John Oates worked directly with Rod Emory to map out the interior cabin. Hydes cognac leather is showcased throughout. The Speedster-style seats received basketweave insertsand 2-point competition harnesses. German square-weave carpet in is augmented by traditional rubber floormats.
Other interior features include the mid-1960s Porsche 904-style triple gauge, accented by a Derrington steering wheel, an Emory Outlaw shift knob, black control knobs and escutcheons, and the radio-delete option. A removable rollbar was added in case Oates decides to track his 356.

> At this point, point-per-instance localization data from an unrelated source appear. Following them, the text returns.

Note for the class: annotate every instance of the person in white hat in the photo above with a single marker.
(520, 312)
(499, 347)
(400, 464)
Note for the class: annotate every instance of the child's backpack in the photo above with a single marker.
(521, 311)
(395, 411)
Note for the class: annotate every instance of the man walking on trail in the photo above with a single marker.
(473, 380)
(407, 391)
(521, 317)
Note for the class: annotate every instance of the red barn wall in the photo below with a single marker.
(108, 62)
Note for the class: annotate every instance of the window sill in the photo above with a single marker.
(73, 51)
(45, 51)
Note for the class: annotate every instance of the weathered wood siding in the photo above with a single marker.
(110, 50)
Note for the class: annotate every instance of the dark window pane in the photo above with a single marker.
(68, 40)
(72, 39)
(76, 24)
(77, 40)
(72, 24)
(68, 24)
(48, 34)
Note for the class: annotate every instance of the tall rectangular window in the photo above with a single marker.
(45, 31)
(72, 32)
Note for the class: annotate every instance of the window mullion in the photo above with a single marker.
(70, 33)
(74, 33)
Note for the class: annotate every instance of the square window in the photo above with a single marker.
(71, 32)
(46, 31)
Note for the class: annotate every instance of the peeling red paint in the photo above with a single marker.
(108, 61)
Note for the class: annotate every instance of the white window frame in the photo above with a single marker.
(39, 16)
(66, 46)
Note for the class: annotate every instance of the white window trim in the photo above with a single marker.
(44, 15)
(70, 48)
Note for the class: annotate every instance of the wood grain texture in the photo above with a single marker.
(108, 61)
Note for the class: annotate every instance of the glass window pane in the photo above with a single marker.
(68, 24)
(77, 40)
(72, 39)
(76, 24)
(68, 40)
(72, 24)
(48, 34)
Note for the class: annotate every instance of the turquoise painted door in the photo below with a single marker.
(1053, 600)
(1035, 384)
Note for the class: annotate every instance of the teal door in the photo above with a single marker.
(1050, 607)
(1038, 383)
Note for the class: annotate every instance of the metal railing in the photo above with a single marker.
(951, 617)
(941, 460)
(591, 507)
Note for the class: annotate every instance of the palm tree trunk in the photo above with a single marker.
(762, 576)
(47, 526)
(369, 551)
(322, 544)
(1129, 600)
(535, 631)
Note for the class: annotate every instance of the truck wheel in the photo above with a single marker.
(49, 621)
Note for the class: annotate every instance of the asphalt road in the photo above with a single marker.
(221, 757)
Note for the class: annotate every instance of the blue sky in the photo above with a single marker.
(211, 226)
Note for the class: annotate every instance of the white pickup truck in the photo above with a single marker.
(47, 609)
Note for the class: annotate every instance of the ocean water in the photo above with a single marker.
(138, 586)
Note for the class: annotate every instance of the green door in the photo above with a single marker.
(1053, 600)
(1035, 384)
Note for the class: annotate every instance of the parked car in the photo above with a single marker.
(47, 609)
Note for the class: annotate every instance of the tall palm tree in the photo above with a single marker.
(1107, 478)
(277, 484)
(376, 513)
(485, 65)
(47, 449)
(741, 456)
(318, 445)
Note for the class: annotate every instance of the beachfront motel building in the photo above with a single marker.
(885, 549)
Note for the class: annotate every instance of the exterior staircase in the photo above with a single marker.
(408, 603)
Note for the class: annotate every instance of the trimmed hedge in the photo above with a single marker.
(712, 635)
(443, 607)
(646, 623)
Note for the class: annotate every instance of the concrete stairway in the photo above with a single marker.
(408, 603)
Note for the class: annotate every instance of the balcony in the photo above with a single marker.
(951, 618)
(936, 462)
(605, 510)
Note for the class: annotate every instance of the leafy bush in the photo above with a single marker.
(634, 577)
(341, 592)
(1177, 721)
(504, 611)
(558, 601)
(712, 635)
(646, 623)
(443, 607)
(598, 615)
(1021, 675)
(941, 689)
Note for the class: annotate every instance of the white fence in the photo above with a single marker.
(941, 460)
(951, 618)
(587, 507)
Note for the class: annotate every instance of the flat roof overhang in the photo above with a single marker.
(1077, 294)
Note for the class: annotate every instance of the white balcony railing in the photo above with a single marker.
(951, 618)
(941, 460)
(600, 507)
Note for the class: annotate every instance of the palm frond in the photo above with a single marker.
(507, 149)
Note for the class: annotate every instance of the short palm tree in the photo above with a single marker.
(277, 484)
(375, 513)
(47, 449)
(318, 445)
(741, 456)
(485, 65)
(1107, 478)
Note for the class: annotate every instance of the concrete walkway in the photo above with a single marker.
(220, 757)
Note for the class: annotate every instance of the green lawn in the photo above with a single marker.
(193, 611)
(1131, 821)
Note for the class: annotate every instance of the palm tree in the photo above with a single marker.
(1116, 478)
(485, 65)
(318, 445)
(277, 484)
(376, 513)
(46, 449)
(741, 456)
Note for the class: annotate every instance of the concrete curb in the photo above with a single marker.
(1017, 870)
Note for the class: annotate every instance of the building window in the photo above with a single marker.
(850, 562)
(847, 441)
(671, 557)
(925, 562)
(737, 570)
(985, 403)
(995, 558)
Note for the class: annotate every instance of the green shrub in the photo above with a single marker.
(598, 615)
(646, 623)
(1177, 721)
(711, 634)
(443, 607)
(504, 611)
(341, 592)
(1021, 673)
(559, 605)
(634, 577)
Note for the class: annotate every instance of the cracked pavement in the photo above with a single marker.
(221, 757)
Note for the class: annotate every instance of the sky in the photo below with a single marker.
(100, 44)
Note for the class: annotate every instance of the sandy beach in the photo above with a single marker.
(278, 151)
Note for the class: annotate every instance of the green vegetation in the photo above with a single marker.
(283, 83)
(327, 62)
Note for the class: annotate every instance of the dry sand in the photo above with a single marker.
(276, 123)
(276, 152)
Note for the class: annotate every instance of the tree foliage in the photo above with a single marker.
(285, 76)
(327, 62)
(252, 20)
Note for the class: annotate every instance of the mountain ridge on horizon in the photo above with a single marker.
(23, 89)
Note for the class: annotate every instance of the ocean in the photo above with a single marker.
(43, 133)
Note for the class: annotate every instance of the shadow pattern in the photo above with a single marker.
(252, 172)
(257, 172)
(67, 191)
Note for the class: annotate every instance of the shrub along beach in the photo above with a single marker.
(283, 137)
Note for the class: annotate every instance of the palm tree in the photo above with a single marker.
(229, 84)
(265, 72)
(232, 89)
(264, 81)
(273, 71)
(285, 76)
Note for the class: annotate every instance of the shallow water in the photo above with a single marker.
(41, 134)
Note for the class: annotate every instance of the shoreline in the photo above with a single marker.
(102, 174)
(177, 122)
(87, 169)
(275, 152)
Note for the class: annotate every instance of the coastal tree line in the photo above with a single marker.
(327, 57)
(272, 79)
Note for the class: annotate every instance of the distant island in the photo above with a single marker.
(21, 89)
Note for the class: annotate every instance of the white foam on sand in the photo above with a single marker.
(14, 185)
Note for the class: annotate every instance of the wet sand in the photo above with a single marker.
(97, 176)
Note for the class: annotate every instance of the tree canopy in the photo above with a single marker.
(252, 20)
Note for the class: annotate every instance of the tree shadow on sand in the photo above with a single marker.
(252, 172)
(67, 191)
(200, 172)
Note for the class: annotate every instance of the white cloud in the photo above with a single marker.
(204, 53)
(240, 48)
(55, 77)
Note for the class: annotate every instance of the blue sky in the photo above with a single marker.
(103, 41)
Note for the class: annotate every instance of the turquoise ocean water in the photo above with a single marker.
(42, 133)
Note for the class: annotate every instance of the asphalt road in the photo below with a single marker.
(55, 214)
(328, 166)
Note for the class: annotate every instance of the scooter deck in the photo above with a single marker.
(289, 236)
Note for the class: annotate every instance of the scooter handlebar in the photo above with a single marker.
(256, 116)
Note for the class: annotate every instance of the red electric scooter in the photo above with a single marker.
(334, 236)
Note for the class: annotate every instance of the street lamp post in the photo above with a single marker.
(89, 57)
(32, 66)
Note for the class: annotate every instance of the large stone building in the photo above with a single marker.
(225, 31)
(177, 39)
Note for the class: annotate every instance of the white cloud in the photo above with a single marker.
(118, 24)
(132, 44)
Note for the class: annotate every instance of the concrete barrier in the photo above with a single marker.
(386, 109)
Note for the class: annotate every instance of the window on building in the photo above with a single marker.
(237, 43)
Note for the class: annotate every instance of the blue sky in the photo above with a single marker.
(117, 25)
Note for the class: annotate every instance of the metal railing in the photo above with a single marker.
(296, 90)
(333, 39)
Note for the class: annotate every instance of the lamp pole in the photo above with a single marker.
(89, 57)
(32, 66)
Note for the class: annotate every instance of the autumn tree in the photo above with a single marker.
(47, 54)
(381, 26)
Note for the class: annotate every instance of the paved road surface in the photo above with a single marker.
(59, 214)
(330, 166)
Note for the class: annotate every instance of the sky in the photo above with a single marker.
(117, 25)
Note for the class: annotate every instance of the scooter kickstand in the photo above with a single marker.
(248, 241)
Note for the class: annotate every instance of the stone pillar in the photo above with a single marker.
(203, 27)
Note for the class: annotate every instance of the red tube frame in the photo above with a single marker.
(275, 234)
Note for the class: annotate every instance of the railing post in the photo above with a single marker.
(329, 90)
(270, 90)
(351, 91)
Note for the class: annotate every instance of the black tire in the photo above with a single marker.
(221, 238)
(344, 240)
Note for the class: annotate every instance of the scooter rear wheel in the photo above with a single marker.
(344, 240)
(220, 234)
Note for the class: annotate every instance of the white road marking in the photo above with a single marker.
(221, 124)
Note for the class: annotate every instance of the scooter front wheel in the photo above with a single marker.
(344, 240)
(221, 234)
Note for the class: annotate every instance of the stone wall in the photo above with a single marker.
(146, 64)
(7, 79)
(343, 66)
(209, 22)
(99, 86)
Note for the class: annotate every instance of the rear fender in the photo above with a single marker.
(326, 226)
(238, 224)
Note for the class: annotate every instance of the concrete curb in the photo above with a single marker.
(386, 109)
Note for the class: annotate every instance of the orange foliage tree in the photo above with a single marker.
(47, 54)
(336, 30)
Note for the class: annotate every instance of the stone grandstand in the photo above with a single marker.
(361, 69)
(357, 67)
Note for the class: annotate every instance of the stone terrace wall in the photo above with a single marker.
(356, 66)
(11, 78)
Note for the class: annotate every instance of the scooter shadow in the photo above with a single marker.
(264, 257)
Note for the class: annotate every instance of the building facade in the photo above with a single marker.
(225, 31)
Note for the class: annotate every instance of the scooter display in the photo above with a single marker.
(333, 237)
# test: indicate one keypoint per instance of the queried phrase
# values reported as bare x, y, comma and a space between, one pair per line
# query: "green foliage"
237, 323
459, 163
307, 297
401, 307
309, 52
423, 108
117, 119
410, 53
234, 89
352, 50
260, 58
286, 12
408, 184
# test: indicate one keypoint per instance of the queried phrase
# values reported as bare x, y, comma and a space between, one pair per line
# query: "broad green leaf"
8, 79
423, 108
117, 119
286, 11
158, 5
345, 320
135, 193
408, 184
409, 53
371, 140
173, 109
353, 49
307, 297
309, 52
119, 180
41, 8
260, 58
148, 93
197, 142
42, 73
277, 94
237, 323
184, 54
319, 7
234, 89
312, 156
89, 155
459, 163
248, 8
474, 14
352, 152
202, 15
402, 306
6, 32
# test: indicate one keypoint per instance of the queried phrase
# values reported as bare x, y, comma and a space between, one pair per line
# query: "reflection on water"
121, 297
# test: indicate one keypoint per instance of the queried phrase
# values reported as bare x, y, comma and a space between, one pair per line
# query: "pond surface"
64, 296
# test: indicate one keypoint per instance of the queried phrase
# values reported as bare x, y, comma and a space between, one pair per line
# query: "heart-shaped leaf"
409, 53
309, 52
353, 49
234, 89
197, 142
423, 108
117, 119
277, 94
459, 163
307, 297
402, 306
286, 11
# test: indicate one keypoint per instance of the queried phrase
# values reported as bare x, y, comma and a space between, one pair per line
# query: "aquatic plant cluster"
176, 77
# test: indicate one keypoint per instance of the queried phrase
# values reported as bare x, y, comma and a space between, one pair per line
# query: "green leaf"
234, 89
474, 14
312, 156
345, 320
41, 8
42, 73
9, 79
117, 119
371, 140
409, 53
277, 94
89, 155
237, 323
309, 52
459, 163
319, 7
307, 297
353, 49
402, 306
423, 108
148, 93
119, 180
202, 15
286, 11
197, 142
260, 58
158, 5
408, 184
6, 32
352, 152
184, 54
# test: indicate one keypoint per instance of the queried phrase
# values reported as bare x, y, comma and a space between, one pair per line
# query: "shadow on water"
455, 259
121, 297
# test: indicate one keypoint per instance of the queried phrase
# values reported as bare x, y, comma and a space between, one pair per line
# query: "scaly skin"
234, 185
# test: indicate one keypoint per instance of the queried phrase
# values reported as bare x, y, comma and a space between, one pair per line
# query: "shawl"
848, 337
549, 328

Final exterior details really set this car apart. To complement the removable rollbar, Emory created interchangeable hard and soft tops. The re-profiled OE hardtop is pictured; the car also has a custom soft top for summer cruising.
Finished in Graphite Grey Metallic RM paint, Oates’ 1960 356 Emory Special has a few additional bespoke body modifications. These include a hood-handle delete, body-hugging bumpers, body-mounted driving lights, and a signature Emory reverse-louvered deck lid. The 200-horsepower car weighs 1,850 pounds.
John Oates debuted his Emory Special 356 in late October at an intimate party and private concert at the Porsche Experience Center in Atlanta as part of the marque’s 70thAnniversary celebration.